It's "movein" weekend at the University of Texas at Austin. First-year students and their parents are busy unloading clothes, boxes and electrical appliances. Most are too rushed to notice a Hillel table set up outside the dorm, with its blue-and-white poster, brightly colored brochures and a smiling young woman handing out lollipops.
But Julie Unger, 22, is persistent. A recent graduate herself, Unger is a Jewish Campus Service Fellow hired for a year by Hillel: The Foundation for Jewish Campus Life to reach out to Jewish students. Her business card sports her phone number and the message, "I'll take you out for ice cream." "It's part of my job," Unger says, as she flashes a smile at a crowd of passing students. "I have my first coffee date Monday. I'm real excited!" Austin, with 37,000 undergraduates, is the campus of choice for young Jewish Texans. The Towers dormitory, where Unger has positioned herself, is close to 60 percent Jewish. Many incoming freshmen are already running into friends from their Houston or Dallas high schools right there in the lobby.

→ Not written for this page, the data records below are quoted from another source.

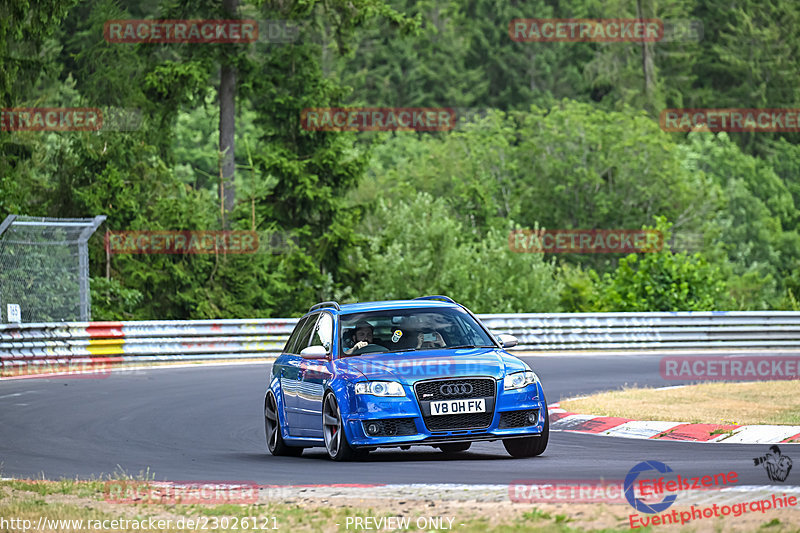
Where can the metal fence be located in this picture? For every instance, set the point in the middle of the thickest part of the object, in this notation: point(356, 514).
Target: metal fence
point(44, 267)
point(24, 345)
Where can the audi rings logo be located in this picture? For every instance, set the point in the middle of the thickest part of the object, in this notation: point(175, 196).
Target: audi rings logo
point(452, 389)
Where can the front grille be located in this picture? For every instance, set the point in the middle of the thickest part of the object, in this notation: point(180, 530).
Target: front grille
point(461, 388)
point(517, 419)
point(429, 391)
point(467, 421)
point(391, 427)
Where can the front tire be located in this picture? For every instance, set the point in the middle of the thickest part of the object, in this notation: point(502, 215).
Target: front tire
point(333, 430)
point(272, 426)
point(530, 446)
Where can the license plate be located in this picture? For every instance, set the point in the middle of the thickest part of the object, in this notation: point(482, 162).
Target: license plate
point(457, 407)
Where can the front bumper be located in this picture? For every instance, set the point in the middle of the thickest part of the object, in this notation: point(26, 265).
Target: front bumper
point(406, 413)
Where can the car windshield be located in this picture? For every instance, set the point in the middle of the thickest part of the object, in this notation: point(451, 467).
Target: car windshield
point(406, 330)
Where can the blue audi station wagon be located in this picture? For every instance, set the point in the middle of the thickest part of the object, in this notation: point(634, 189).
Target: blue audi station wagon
point(357, 377)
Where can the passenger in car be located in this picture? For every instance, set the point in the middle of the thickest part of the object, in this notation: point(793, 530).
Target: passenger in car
point(363, 336)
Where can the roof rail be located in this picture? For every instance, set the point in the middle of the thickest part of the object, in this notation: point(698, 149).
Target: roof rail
point(330, 303)
point(437, 297)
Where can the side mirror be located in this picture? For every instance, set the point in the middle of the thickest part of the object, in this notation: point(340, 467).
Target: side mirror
point(508, 341)
point(314, 352)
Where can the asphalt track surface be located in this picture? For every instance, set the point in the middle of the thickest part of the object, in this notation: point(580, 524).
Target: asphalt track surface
point(206, 423)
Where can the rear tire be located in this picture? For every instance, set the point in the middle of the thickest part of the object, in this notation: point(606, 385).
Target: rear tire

"There are 4,000 Jewish students here, and 500 to 1,000 come to our events," Unger says. "But there are 3,000 others who don't come. They think Hillel is just for religious students; it has some kind of stigma. Those are the ones I'm trying to reach." There are about 250,000 Jewish undergraduates on American college campuses, according to the 2000-2001 National Jewish Population Survey. Twenty-seven percent of them attend Hillel activities. Since Hillel's umbrella includes nearly every on-campus Jewish student group, except Chabad and Jewish fraternities, that means close to two-thirds of Jewish college students are not part of Jewish life on campus.
That has Jewish professionals - and Jewish parents - worried.
Largely to address those concerns, the Hillel staff in Washington embarked a year ago on a strategic planning effort to find out who these Jewish students are, what they want and how campus Jewish organizations can better serve them.
Hillel, which provides services to students at more than 500 colleges and universities in North America, will release those findings at the annual gathering of North American federations next week in Toronto.
The JTA asked those same questions of more than 75 first-year students at four US campuses this fall - the University of Texas at Austin, New York University, the University of California at Los Angeles and Santa Clara University, a Jesuit college near San Jose, California.
From the informal survey, students overwhelmingly say they are looking for a Jewish social circle.
In Austin, Frances Shwarts is one of the first students to stop by Unger's table. A Dallas native, she finished 12 years of Hebrew school at her Conservative synagogue, was active in the movement's United Synagogue Youth, in BBYO, the B'nai B'rith Youth Organization, and she went on a teen trip to Israel.
"They forced me all the way," she laughs.
Shwarts says she'll "definitely" come to Hillel activities because she likes Friday night services, and "likes being surrounded by Jewish people; it's really comfortable." Shwarts' comments reflect what students on these four campuses most say they want from Jewish organizations: Jewish friends and a place to go for holiday services when they can't get home.
"I'm not terribly religious, but it's a good place to connect with likeminded people," says Houston native Jonathan Graber, who graduated from his Conservative synagogue's Hebrew high school.
"I have tons of Christian friends, but it's nice to have that Jewish connection - it's one less obstacle to overcome." Some Jewish freshmen, like Graber and Shwarts, want to join Jewish groups to continue the Jewish social life they knew in high school. Others, who were active Jewishly in high school, get burned out by the time they hit college, and don't want anything to do with campus Jewish life, says junior Mimi Hall, an activist in Texans for Israel, a campus pro-Israel group.
Unger, the Hillel representative, says Austin is "a big party school," unlike her alma mater, the University of California at Berkeley. Whereas Israel activism is high on the Jewish agenda at Berkeley to counter the large pro-Palestinian presence there, Unger is focusing more on social programming at Austin - bagel brunches, barbecue get-togethers, ice cream socials.
At the group's first such event, a welcome brunch, first-year student David Auslender is one of four dozen new and transfer students to attend.
"I thought it would be a good way to meet people," he says, adding that he thinks the synagogue his family goes to in Poquoson, Virginia, is Reconstructionist. He goes to services with them occasionally, but says he isn't particularly interested in services or in Israel, while he's in college.
A few freshmen at the brunch say they do want regular religious services.
"Judaism has always been very dear to my heart, and I want to maintain that here," says Robalin.